DM-EFD prototype implementation based on Kafka and InfluxDB.

Note

This technote is not yet published.

1 Introduction¶

2 The adopted technologies¶

2.1 The Confluent Kafka platform¶

2.2 The InfluxData stack¶

2.2.1 Why a time series database?¶

2.2.2 Why InfluxData?¶

The InfluxData stack provides a complete solution for storing, visualizing and processing time series data:

InfluxDB is an open-source time series database written in Go, it has an SQL-like query language (InfluxQL) and provides an HTTP API as well as API client libraries.
Chronograf is an open-source web application for time series visualization written in Go and React.js
Kapacitor is an open-source framework written in Go for processing, monitoring, and alerting on time series data.

3 Deploying Confluent Kafka and InfluxData¶

3.1 The GKE cluster specs¶

Machine type: n1-standard-2 (2 vCPUs, 7.5 GB memory)
Size: 3 nodes
Total cores: 6 vCPUs
Total memory: 22.50 GB

The above specs are sufficient for running JVM, but not recommended for production. See Running Kafka in Production and InfluxDB hardware guidelines for single node for more information.

The performance requirements for InfluxDB, based on the expected throughout (see below), falls into the moderate load category, thus a single InfluxDB node instance for the DM-EFD should be enough.

3.2 Terraform and Helm¶

3.3 Monitoring¶

4 Connecting Kafka and InfluxDB¶

At the time of this implementation, the Confluent InfluxDB connector was still in preview and did not have the functionality we needed. Instead of the Confluent InfluxDB connector, we used the InfluxDB Sink connector developed by Landoop.

We added the Landoop InfluxDB Sink connector 1.1 plugin to the cp-kafka-connect container, and implemented scripts to facilitate its configuration.

A limitation of version 1.1, though, was the lack of support for the Avro array data type, which was solved by contributing to the plugin development.

4.1 The InfluxDB schema¶

One of the characteristics of InfluxDB is that the schema is created as the data is written to the database, this is commonly referred as schemaless or schema-on-write. The advantage is that no schema creation and database migrations are needed, greatly simplifying the database management. However, it also means that it is not possible to enforce a schema with InfluxDB only.

In the proposed architecture, the schema is controlled by Kafka through Avro and the Schema Registry. As the schema may need to evolve over time it is important for InfluxDB, and for other consumers, to be able to handle data encoded with both old and new schema seamlessly. While schema evolution is not explored throughout this report it is certainly important and must be revisited.

The data written to InfluxDB, however, does not necessarily need to follow the Avro schema.
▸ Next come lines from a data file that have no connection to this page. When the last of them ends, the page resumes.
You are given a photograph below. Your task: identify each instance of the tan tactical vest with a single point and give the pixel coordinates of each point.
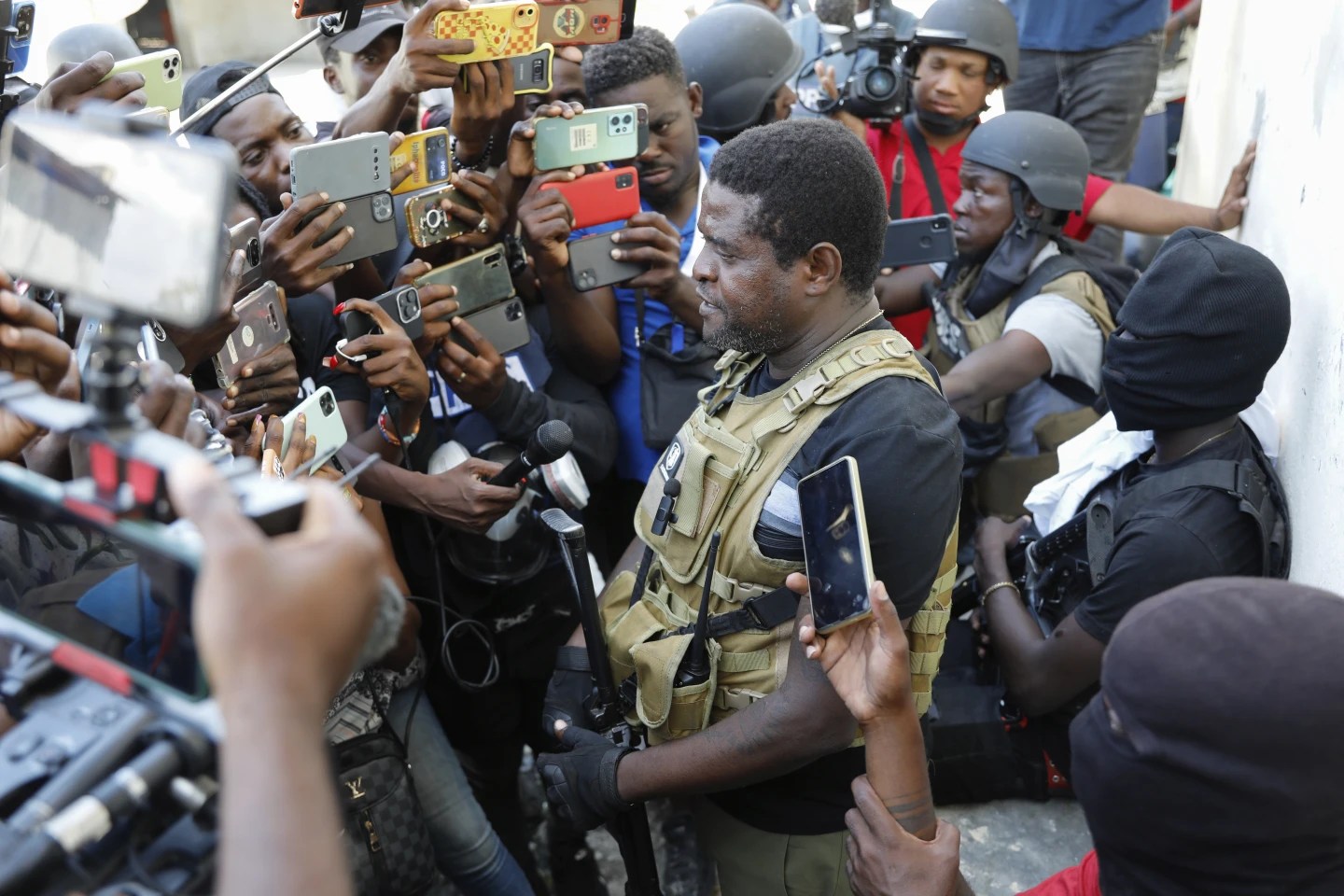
(727, 457)
(1002, 485)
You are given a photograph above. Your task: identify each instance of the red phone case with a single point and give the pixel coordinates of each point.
(602, 196)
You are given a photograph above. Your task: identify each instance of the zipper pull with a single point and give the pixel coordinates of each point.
(371, 835)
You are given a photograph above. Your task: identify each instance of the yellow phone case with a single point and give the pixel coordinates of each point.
(429, 150)
(500, 30)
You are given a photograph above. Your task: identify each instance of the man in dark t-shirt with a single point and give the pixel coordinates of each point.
(813, 373)
(1194, 343)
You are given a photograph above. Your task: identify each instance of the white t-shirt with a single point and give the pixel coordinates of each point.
(1074, 343)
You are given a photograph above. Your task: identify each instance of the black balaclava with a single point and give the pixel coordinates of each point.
(1197, 336)
(1212, 759)
(1010, 262)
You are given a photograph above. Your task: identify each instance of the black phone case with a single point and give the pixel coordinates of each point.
(503, 326)
(374, 220)
(592, 265)
(918, 241)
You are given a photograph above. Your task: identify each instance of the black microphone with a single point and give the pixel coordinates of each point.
(89, 819)
(547, 445)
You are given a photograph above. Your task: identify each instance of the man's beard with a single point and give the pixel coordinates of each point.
(766, 337)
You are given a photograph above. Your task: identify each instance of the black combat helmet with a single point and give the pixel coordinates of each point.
(1041, 150)
(741, 55)
(984, 26)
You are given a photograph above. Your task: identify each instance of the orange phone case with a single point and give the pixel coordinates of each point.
(500, 30)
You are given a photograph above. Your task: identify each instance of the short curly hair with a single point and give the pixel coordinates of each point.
(614, 66)
(816, 183)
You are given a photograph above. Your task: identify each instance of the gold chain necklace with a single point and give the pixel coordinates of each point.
(827, 348)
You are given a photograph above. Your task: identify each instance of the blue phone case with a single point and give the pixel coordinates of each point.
(19, 45)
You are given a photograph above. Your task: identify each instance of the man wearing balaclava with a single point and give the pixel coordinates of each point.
(1019, 323)
(1194, 343)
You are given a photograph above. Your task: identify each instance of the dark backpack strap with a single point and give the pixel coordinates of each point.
(1242, 480)
(926, 167)
(638, 317)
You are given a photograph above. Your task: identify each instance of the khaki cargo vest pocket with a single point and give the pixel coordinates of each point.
(666, 711)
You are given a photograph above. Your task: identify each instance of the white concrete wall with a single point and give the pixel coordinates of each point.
(1264, 72)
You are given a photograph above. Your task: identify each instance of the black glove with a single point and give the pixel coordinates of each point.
(568, 692)
(581, 783)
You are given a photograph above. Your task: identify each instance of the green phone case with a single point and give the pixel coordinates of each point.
(595, 136)
(162, 77)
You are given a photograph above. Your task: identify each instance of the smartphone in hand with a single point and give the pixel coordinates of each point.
(834, 544)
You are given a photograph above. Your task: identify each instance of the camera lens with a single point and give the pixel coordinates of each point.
(879, 83)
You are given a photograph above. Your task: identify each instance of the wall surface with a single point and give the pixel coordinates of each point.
(1260, 73)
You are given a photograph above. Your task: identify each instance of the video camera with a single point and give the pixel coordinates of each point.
(878, 86)
(17, 18)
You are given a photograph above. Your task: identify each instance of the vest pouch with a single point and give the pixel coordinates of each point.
(712, 465)
(666, 711)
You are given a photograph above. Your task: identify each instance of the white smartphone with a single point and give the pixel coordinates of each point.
(834, 544)
(323, 419)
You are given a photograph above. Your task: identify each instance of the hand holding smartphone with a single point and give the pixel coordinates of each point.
(834, 544)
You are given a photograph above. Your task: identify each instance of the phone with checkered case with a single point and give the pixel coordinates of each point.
(500, 30)
(568, 23)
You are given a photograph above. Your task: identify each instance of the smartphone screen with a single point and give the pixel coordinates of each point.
(834, 544)
(307, 8)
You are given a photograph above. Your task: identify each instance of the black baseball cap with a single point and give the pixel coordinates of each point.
(210, 82)
(374, 24)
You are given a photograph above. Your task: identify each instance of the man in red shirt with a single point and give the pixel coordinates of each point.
(964, 51)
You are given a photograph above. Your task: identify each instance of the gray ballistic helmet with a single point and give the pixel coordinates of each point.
(984, 26)
(741, 55)
(1041, 150)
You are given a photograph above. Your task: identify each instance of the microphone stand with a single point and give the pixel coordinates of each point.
(329, 26)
The InfluxDB Sink Connector supports KCQL, the Kafka Connect Query Language, That can be used to select fields define the target measurement, and set tags to annotate the measurements.

In the current implementation, the InfluxDB schema is the simplest possible. We create an InfluxDB measurement with the same name as the topic and select all fields from the topic.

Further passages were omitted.